Traditional Rakija

The Balkan region all shares a traditional drink- rakija is a strong spirit served in most cafes and all bars in the Balkan region. It can be found in most every household. There are many uses for rakija, a sore throat, as antiseptic, or improving the mood of guests, rakija is administered by most families in the Balkan region. A community prepared drink is served in a thin tall glass. It’s not to be sipped, or tasted, but to be shot in one go. Responding afterwards with a complement of its strength “uf…good one.” The preparation is just as communal as the celebratory uses of the beverage. Everyone gets together with their ripest fruits including combinations of, or either plums, grapes, pears, figs, walnuts, or quince to fill wooden containers and mixed. Once fermented the contents are referred to as marc is poured into copper kettles which will be cooked in the traditional distillation method, distilled once for a gentler version and twice for the more popular higher proof version.

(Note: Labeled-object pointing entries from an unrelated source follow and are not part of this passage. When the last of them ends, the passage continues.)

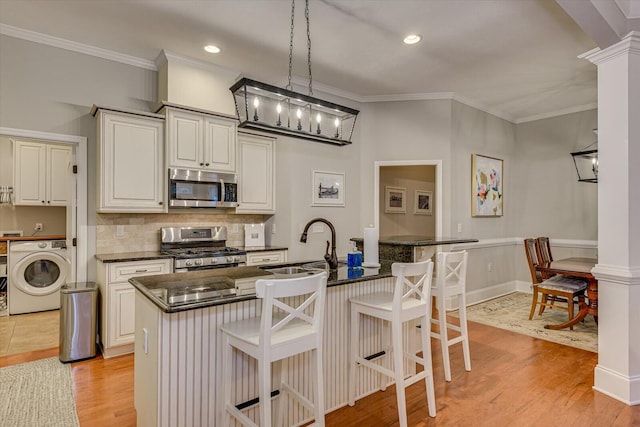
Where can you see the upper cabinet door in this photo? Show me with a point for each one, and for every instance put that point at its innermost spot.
(256, 180)
(131, 163)
(201, 141)
(58, 174)
(219, 145)
(185, 132)
(42, 173)
(29, 173)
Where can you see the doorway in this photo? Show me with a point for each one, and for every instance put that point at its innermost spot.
(408, 198)
(76, 211)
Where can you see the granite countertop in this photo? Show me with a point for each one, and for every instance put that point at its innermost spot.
(156, 287)
(131, 256)
(262, 248)
(28, 238)
(411, 240)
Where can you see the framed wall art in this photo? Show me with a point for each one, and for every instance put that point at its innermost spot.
(486, 186)
(395, 199)
(423, 203)
(328, 189)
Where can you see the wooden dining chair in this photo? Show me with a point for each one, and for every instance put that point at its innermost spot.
(552, 288)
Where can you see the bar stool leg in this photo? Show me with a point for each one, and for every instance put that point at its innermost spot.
(386, 348)
(227, 354)
(264, 391)
(398, 355)
(444, 337)
(462, 309)
(428, 365)
(282, 397)
(353, 354)
(318, 405)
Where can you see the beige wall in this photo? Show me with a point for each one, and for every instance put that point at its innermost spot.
(410, 178)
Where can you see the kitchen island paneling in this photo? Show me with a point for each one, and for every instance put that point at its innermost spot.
(178, 363)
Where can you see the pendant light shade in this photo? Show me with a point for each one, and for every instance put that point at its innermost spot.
(586, 163)
(272, 109)
(268, 108)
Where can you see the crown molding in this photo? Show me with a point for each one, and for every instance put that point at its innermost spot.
(556, 113)
(32, 36)
(428, 96)
(630, 44)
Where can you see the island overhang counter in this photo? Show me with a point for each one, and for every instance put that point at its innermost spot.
(178, 361)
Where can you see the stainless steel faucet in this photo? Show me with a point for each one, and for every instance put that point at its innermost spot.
(332, 259)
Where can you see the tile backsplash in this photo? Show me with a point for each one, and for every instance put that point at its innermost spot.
(141, 232)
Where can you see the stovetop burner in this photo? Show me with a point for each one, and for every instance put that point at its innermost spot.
(201, 252)
(195, 248)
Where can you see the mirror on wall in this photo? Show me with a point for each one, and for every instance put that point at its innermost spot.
(408, 198)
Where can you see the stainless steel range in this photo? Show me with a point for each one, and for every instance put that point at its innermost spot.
(200, 248)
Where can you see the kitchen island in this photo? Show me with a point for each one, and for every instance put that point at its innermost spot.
(411, 248)
(178, 361)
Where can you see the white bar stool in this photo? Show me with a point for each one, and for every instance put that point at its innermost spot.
(397, 307)
(282, 331)
(451, 281)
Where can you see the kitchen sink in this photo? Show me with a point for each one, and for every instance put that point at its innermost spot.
(322, 265)
(293, 271)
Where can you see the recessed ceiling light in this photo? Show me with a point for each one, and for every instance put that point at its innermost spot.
(412, 38)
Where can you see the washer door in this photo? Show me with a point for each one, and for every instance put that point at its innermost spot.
(40, 273)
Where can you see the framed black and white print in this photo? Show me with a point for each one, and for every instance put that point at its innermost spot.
(328, 189)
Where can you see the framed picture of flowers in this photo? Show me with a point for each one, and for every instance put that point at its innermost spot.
(486, 186)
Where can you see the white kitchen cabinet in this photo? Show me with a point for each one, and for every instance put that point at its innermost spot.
(131, 174)
(267, 257)
(200, 141)
(117, 301)
(257, 176)
(41, 173)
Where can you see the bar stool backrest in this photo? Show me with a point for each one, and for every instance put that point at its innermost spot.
(413, 281)
(278, 317)
(452, 272)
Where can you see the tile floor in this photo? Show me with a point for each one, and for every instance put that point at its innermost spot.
(28, 332)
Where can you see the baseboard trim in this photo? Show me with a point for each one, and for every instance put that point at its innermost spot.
(618, 386)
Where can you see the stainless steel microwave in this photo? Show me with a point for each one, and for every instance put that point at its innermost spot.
(202, 189)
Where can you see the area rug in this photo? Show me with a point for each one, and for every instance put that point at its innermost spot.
(37, 394)
(511, 312)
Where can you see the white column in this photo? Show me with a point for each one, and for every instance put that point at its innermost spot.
(618, 270)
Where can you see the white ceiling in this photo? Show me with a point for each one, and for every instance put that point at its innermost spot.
(514, 58)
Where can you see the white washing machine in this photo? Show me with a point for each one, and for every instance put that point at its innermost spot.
(37, 271)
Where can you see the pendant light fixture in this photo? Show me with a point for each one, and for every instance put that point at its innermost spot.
(268, 108)
(586, 162)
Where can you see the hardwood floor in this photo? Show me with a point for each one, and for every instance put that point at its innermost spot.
(515, 380)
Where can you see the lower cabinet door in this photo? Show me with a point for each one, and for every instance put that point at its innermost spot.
(122, 317)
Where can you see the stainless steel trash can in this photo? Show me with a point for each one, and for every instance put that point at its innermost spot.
(78, 308)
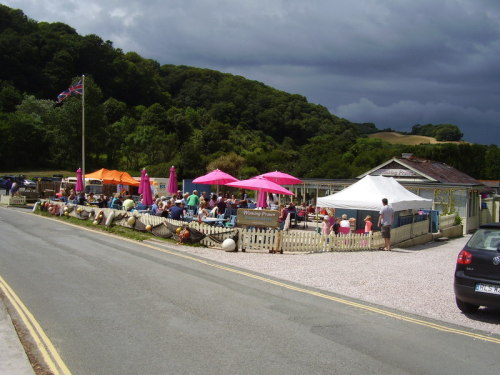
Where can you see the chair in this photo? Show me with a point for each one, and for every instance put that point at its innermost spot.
(213, 212)
(220, 223)
(231, 223)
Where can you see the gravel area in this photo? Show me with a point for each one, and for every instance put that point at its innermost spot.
(417, 280)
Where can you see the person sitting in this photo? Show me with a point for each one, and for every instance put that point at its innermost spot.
(60, 194)
(156, 206)
(128, 203)
(102, 202)
(116, 202)
(221, 205)
(72, 198)
(336, 226)
(368, 224)
(193, 201)
(177, 212)
(203, 212)
(91, 198)
(326, 227)
(81, 200)
(345, 223)
(283, 216)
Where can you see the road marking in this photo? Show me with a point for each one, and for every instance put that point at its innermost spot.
(49, 353)
(358, 305)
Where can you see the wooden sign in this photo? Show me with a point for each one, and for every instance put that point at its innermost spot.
(258, 218)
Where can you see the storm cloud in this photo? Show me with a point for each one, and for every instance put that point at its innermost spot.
(395, 63)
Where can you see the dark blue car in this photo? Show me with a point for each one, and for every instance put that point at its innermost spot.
(477, 273)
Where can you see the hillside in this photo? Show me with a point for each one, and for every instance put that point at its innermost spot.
(139, 114)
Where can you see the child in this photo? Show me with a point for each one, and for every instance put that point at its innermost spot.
(368, 224)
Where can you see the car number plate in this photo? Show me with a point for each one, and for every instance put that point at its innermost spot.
(487, 288)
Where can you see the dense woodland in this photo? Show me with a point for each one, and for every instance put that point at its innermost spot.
(139, 113)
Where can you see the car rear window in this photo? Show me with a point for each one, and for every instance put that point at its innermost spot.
(485, 239)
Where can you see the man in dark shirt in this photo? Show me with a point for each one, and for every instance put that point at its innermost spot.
(176, 212)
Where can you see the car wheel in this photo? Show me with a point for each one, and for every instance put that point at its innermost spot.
(466, 307)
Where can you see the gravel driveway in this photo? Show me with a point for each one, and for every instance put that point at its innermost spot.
(418, 280)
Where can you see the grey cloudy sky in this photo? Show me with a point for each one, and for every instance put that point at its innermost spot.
(395, 63)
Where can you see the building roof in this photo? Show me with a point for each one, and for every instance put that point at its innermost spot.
(412, 168)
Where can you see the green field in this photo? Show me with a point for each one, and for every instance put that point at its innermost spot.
(398, 138)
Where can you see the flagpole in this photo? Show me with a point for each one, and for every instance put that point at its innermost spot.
(83, 130)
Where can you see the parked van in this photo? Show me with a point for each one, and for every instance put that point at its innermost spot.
(92, 185)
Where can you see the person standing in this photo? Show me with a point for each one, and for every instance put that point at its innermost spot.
(193, 202)
(8, 184)
(368, 224)
(14, 188)
(385, 222)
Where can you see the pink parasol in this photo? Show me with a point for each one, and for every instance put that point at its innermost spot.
(141, 183)
(79, 180)
(281, 178)
(260, 184)
(147, 196)
(216, 177)
(261, 200)
(172, 181)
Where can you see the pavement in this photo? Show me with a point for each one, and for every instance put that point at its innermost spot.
(13, 358)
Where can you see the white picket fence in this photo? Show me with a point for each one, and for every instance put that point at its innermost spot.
(12, 200)
(267, 240)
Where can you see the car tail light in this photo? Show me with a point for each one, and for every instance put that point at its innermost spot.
(464, 257)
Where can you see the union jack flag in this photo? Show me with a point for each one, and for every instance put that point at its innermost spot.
(77, 88)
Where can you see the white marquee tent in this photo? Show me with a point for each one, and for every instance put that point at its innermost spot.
(367, 194)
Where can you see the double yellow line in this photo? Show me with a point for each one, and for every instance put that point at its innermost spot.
(57, 366)
(343, 301)
(42, 342)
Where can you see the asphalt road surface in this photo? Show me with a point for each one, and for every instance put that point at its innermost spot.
(112, 306)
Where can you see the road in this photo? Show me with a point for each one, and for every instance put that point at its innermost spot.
(112, 306)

At meals rakija is used as an aperitif and an after-meal drink. Honey rakija is my favorite version of the drink. Other varieties to try out are thick liquor styles called višnjevac which is made from cherries, dunjovača from quince, then the orahovac from walnuts. Other options are very strong made with herbs called travarica and the šljivovica from plums, lozovača made with grapes and komovica from the stronger grape mixture.

While traveling around I’ve organized a couple recipes for rakija. The recipes are Moroccan Style Rakija Spare Ribs, Saint Ten Hotel Rakija Sour, Rakija Liqueur and Cinnamon Rakija Martini. Youtube video about drinking around Belgrade.

I also did a tour with Urban Distillery Belgrade, the video is on Youtube.

We ended up with a couple of bottles from our stay in Boljevac, I have the story of Boljevac linked here. We had to leave early due to internet issues, instead of asking for a refund we traded some of his goods. We bought tea, rakija and honey.